# oil buring problem, help



## Vdubbin01GTi (Nov 24, 2008)

i have a 98 audi v6 with 172k on it, i know its alot of miles but what do you think is causing me to burn oil.. rings ? not sure. looking for ideas. im looking into replacing the motor if need be and was wondering if anyone has swapped an s4 motor and tranny into an a4. let me know what you think. thanks guys


----------



## Vdubbin01GTi (Nov 24, 2008)

*Re: oil buring problem, help (Vdubbin01GTi)*

bump..


----------



## feels_road (Jan 27, 2005)

*Re: oil buring problem, help (Vdubbin01GTi)*

How much are you burning? Are you using synthetic or conventional - and what grade? Have you tried 20W50 in the summer, and 15W40 in the winter?


----------



## Vdubbin01GTi (Nov 24, 2008)

*Re: oil buring problem, help (feels_road)*

im using conventional right now i guesss. just got the car maybe a week and half ago. not sure what grade. i just put in the lucas oil stabilizer to see if that will work. going to do an oil change prob tomorrow. syn . ill put the 15w40 in now ? im not burning that much. it took half a quart tops a week ago, and i check it day before yesterday and it was down about half down the dip stick ( between the marks)


----------



## Vdubbin01GTi (Nov 24, 2008)

*Re: oil buring problem, help (Vdubbin01GTi)*

bump..


----------



## walkingfool (Mar 24, 2008)

*Re: oil buring problem, help (Vdubbin01GTi)*

There's three ways to burn oil, as I'm sure everyone here knows already. You can burn oil through the PCV system, through worn valve stem seals, or through worn rings.
The classic way to test the rings is to run a compression test on all cylinders. Then give each cylinder a squirt of oil and re-test the compression. If the compression does not improve with oil helping to seal the rings, then you can conclude that the rings are OK.
Worn rings would be reasonable with your mileage.
Keep us posted.


----------



## litesleeper (Sep 19, 2009)

*Re: oil buring problem, help (Vdubbin01GTi)*


_Quote, originally posted by *Vdubbin01GTi* »_im using conventional right now i guesss. just got the car maybe a week and half ago. not sure what grade. i just put in the lucas oil stabilizer to see if that will work. going to do an oil change prob tomorrow. syn . ill put the 15w40 in now ? im not burning that much. it took half a quart tops a week ago, and i check it day before yesterday and it was down about half down the dip stick ( between the marks)

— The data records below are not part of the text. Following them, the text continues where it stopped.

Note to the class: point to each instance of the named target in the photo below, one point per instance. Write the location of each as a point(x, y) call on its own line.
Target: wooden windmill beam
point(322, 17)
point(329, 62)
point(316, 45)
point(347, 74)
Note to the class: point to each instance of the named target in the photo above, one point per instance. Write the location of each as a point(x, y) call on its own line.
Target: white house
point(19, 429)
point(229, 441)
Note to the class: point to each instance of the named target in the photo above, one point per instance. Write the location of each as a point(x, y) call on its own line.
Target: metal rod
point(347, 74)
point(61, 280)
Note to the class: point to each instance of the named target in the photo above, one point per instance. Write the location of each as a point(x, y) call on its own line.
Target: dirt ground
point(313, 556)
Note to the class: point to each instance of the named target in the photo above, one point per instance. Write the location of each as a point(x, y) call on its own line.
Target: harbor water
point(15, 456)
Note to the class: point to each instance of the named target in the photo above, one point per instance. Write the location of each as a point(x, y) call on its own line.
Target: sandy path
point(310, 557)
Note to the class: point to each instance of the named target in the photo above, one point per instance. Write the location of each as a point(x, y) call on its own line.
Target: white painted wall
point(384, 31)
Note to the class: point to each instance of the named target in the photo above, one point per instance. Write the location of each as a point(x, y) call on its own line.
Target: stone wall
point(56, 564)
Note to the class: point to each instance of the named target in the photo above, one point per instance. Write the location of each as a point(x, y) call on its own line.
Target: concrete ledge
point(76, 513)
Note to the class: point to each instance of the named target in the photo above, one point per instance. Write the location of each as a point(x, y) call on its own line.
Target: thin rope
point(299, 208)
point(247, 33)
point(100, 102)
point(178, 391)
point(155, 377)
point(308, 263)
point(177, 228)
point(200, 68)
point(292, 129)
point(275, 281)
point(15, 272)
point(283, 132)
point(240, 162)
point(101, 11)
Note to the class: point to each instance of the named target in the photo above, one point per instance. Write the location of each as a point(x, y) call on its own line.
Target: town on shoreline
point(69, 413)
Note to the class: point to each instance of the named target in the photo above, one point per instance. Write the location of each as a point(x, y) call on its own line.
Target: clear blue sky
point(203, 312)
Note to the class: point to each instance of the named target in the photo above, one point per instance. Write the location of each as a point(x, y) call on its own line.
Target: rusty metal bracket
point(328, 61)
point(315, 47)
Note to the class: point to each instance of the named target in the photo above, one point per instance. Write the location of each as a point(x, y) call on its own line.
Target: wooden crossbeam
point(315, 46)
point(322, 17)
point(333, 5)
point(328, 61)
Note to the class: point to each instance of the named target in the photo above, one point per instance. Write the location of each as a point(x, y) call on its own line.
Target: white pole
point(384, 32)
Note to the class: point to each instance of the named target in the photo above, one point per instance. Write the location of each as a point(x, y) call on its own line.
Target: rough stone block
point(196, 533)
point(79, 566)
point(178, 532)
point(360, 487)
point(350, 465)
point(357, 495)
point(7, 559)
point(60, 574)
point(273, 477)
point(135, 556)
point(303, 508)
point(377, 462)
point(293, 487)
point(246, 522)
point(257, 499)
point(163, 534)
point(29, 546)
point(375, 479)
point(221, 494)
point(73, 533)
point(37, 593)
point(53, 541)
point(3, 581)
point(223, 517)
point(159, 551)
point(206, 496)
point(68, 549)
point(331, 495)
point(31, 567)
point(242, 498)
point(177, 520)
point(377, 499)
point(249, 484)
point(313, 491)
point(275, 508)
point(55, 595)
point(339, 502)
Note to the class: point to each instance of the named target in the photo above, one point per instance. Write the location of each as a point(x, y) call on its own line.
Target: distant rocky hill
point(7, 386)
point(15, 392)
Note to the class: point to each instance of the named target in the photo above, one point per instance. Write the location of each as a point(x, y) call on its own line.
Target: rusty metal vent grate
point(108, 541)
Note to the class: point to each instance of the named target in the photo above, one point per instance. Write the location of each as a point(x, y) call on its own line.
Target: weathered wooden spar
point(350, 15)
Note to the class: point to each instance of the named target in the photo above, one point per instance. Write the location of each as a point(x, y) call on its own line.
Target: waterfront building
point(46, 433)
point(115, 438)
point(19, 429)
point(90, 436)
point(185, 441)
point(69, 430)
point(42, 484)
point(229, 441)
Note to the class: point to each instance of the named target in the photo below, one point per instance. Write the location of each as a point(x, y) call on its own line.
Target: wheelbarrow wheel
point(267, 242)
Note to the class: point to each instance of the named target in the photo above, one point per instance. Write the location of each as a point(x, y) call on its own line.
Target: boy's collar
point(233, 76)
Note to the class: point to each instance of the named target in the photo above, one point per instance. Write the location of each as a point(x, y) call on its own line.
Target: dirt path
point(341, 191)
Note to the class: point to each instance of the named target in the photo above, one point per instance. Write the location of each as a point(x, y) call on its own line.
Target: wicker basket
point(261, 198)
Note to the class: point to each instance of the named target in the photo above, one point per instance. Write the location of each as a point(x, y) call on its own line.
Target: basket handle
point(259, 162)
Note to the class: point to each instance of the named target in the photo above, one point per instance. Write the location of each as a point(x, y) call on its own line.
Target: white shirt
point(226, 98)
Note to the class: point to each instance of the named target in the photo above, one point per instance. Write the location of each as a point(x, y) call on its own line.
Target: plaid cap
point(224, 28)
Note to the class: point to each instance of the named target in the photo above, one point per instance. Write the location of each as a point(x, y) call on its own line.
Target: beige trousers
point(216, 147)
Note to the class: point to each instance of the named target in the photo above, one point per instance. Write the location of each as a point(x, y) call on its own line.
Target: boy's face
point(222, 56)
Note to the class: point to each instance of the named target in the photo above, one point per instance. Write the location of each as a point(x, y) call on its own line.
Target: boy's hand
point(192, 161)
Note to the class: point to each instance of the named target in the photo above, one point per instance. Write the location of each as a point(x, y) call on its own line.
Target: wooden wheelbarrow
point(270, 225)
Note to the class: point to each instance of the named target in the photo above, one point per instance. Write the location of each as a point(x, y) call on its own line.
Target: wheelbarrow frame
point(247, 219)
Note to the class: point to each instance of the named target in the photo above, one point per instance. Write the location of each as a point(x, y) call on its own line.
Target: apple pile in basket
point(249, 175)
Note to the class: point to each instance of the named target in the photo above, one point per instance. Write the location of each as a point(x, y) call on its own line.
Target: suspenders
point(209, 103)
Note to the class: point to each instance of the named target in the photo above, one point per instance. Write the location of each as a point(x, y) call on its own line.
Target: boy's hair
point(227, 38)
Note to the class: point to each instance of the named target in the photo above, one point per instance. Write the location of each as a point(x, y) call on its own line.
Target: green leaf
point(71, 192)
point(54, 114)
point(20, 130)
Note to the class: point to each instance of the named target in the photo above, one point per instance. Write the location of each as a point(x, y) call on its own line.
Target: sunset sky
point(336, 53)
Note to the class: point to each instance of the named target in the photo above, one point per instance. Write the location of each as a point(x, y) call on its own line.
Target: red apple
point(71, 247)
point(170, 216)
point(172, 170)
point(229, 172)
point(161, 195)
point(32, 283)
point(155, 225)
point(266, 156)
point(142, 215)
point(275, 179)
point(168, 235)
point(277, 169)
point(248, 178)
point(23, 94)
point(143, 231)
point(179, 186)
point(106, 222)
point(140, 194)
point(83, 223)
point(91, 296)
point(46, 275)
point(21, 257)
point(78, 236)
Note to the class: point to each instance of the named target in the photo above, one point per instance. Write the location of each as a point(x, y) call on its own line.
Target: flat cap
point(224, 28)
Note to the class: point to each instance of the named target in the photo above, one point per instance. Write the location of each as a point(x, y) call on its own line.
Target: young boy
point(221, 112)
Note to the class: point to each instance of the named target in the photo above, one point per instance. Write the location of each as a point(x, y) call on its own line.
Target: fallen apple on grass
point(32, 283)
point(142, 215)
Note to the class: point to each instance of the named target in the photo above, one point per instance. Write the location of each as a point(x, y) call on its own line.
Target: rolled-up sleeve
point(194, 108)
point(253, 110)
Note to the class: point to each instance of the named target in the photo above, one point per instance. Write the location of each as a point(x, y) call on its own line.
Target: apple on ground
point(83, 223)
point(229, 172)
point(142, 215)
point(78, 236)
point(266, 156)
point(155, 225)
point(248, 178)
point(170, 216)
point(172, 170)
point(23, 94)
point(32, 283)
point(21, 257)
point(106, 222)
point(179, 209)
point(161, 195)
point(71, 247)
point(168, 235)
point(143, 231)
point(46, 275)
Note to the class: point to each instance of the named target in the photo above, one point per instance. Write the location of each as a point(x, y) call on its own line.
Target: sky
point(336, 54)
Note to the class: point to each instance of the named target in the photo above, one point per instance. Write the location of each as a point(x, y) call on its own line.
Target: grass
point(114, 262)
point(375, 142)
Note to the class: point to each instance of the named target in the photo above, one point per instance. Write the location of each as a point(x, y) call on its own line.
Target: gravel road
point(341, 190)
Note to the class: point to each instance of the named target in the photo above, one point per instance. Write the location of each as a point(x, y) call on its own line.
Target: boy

Synthetic is a better lubricant, but is lighter and will increase consuption. The seals in your car have seen conventional probably most their life and synthetic may leak by the seals. I use 20/50 conv in my Audi 174,800 and it consumes a quart every 1200 miles. Rarely do I see any smoke.
Just keep it full http://****************.com/smile/emthup.gif


----------



## Vdubbin01GTi (Nov 24, 2008)

*Re: oil buring problem, help (litesleeper)*

so i was fixing the flex pipes today on the audi and i noticed a few drops up on my engine. no idea what it is but i will take pictures and post. i may not be buring oil after all. i think its leaking somewhere but it falls on the exhaust. hense the no marks on the ground. bare with me it might be a few days before i get back underneith the car. thanks guys. will do all the above. !


----------



## tryin2vw (Dec 30, 2006)

*Re: oil burning problem, help (Vdubbin01GTi)*

Check your PCV system for function. If the hoses are clogged, it will cause pressure to build in the valve covers, causing leaks around the VC gaskets or through the cam chain tensioner gaskets. Frequently it is the cam chain tensioner gasket on the passenger side of the engine at the rear of the engine leaking on the manifold for the oil burning smell.


----------



## Slimjimmn (Apr 8, 2006)

*Re: oil burning problem, help (tryin2vw)*

cam seals


----------



## Vdubbin01GTi (Nov 24, 2008)

*Re: oil burning problem, help (Slimjimmn)*

i had it up on the lift yesterday fixing my exhaust leak and look up on the backside of the engine passenger side and saw where oil has dripped from. cant really tell from where but i would say your prob right. is this a b**** to fix ?


----------



## MEDEL514 (Jan 12, 2002)

*Re: oil burning problem, help (Vdubbin01GTi)*

If its that little half moon or the cam tentioner gasket then yes they are a PITA to replace. You'll have to remove the cams and tentioner to get to both of them, which is gonna require a special tool and a bit of know how. Its not hard, its just takes alot of time to make sure you're doing it right. 
Make sure you know exactly where the leak is coming from before yout start planning a fix. It would suck to do all that work to find out the oil was coming from the Valve cover gasket! http://****************.com/smile/emthup.gif


----------



## Jthmz (Sep 14, 2009)

*Re: oil burning problem, help (MEDEL514)*

I also ran into this problem, i burned two quarts in 10 days. I concluded that it was the heat burning it? When I would park my car white smoke would come out from the bottom of the engine and when i would take off the oil cap a lot of white smoke would come out. Since the weather has cooled down a lot it barely happens and my oil is a lot more stable.


----------